I heard on the radio that Martin Luther King, Jr. was 39 years old when he was killed. Always seemed to me that he was older. Maybe because it’s taken me so long to get my own life sorted out that I couldn’t imagine having accomplished so much before the age of 50.
That one man (with a lot of support) could instigate, build, and sustain such a movement by the age I am now… Got me thinking pretty hard about what I had done with my life.
When I look back, I see someone reluctant to grow up, someone mired in a gloom of things gone bad, someone determined to self-sabotage at each new opportunity. Seems like a kind of madness to me now. So why?
Because I was a cynical bastard. By my early teens, I knew the world was shit, and every anonymous face I saw had made it that way. Misanthropy gave me serrated edges, which I honed every solitary night.
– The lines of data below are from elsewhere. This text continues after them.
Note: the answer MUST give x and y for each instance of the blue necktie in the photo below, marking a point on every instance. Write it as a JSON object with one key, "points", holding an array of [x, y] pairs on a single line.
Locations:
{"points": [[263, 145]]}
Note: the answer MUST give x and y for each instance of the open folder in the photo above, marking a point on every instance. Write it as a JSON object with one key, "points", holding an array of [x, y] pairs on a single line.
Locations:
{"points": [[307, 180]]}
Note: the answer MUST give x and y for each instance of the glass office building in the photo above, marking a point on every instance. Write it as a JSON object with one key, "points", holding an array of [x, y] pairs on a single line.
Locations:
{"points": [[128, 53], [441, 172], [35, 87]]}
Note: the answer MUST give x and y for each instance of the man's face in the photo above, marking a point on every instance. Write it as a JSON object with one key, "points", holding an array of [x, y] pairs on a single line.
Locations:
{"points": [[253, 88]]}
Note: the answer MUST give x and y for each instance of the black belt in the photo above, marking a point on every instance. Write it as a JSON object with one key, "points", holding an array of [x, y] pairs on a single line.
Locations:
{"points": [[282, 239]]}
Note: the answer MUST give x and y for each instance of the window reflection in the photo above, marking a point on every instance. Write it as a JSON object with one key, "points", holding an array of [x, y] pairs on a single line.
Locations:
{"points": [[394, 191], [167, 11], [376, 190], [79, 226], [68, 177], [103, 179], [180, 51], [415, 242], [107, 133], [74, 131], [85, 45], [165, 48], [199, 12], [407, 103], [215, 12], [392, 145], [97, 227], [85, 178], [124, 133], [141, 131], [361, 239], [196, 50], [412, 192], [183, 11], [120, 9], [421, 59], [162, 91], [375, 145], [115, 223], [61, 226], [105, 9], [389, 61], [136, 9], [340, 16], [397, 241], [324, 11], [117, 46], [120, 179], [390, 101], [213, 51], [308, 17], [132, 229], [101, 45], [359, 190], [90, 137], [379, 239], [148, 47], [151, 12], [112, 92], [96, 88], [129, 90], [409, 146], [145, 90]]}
In my twenties, I wasn’t so much falling asleep as passing out. Booze was the valve, and my journals the sink for ugly thoughts, righteous indignation, and pestilent platitudes. (I’ll make them public someday. They’re a hoot.)
But then, I suddenly felt a burning intolerance for the way I was living. Maybe it was the inventory I took of my life as I sat alone on my twenty-eighth birthday. Maybe it was the motorcycle accident a few weeks earlier that proved I wanted to live, after all. Pretty sure it wasn’t the bourbon.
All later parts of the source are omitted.